Habitués donc successivement à la dictature, à l’unilatéralisme, au consensus, même à ce qu’on pourrait appeler de la dictature libérale sous le vernis de la démocratie, les maliens avaient fini par se faire à l’idée qu’il ne doit pas exister dans ce pays plus de deux grands pôles politiques. D’où le scepticisme de beaucoup de gens lorsque nous avons osé créer le Centre. Ils pensent que nous sommes dans un refus de choisir entre le pouvoir et l’opposition parce qu’ils ne peuvent pas imaginer un seul instant qu’il puisse exister une voie autre que ces deux pour faire de la politique au Mali. C’est légitime que certains pensent que ce qui est entrain de devenir le Centre Malien aurait dû venir simplement grossir leur rang.

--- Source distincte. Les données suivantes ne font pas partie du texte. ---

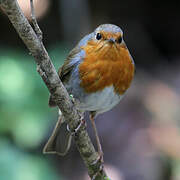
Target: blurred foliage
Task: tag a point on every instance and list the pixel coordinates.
(24, 115)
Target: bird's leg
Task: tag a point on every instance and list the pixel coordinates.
(100, 152)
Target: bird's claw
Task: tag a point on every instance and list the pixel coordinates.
(82, 121)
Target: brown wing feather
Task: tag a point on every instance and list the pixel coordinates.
(64, 71)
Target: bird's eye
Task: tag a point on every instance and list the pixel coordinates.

D’ailleurs, mon second contradicteur, intervenant par téléphone lors de l’émission radiophonique précitée du studio tamani, a dit qu’il se demandait ce que nous voulions que l’histoire retienne de nous en refusant de prendre position pour ou contre l’opposition ou le pouvoir ; il a ensuite laissé entendre que nous sommes peut-être dans une posture de recherche de postes soit avec le pouvoir aujourd’hui soit avec l’opposition demain lorsqu’elle sera aux affaires.

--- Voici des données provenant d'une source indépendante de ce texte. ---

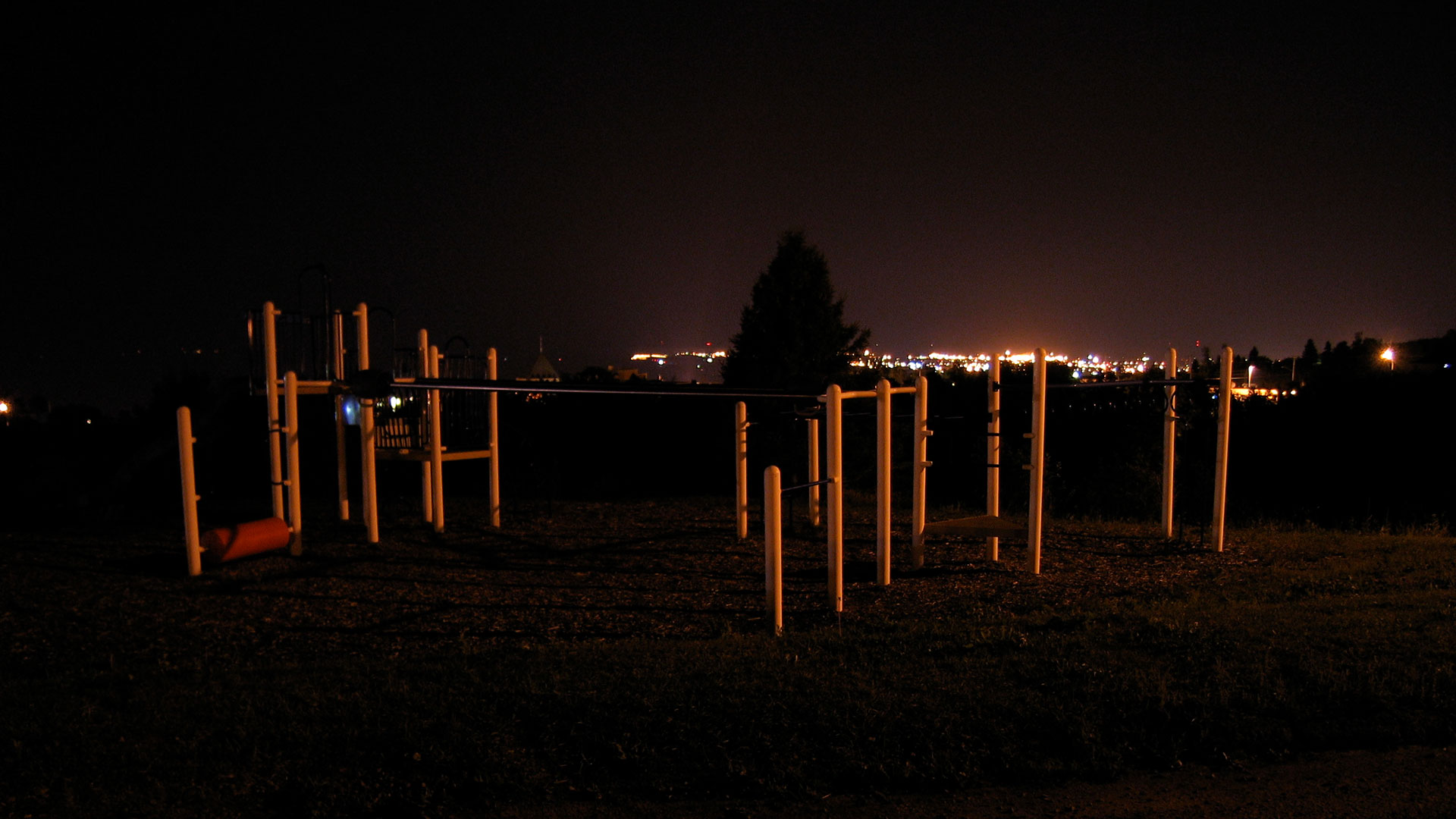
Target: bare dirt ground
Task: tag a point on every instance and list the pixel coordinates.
(601, 572)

Qu’est-ce que le Centre veut que l’histoire retienne de lui ? Nous voulons conquérir et exercer le pouvoir dans ce pays un jour de manière à ce que nos compatriotes retiennent le meilleur souvenir possible de nous. Mais s’ils peuvent nous être déjà reconnaissants de leur avoir permis de comprendre qu’un autre bloc politique peut exister à côté du pouvoir et de l’Opposition, l’histoire retiendra encore de nous que nous sommes les précurseurs de cette troisième voie. Quant à ceux qui veulent réfléchir à notre place et nous prêtent l’intention de n’être qu’à la recherche de postes de responsabilité, nous voulons leur dire qu’en la matière nous n’avons aucun complexe. Car, lorsque l’Opposition et la Majorité se battent pour obtenir le poste de Vice Président de la Haute Cour de Justice (pour ne citer que ce cas) au moment de la mise en place de cette Institution, il ne s’agit là ni plus ni moins que de la volonté d’engranger des postes supplémentaires. C’est la logique de la demande de ‘’ma part’’ (de pouvoir), si tant est que celui qui l’a durement acquis (conquis) est prêt à partager. Alors, question ! Certains cadres du pays ont-ils plus de droit à prétendre occuper des postes de responsabilité en priorité par rapport aux autres ? La création du Centre Malien n’est fondée sur aucun calcul visant la recherche systématique de poste. Nous sommes prioritairement engagés pour la conquête du pouvoir et nous allons, patiemment, mettre en place l’organisation, la méthode et la rigueur nécessaires pour y arriver un jour. Mais, si demain, certains cadres du Centre étaient sollicités, pour leur compétence, à servir le pays et si cela n’entraîne pas un reniement de nos convictions, alors, tout comme les autres cadres qui accourent lorsqu’ils sont appelés, nous répondrons à l’appel du pays.
Voici donc le Centre Malien, la troisième voie ; c’est la voie que nous avons choisi pour faire entendre notre voix. A nous d’y mettre du contenu pour exister ou d’en faire du figuratif et disparaître… sur la distance!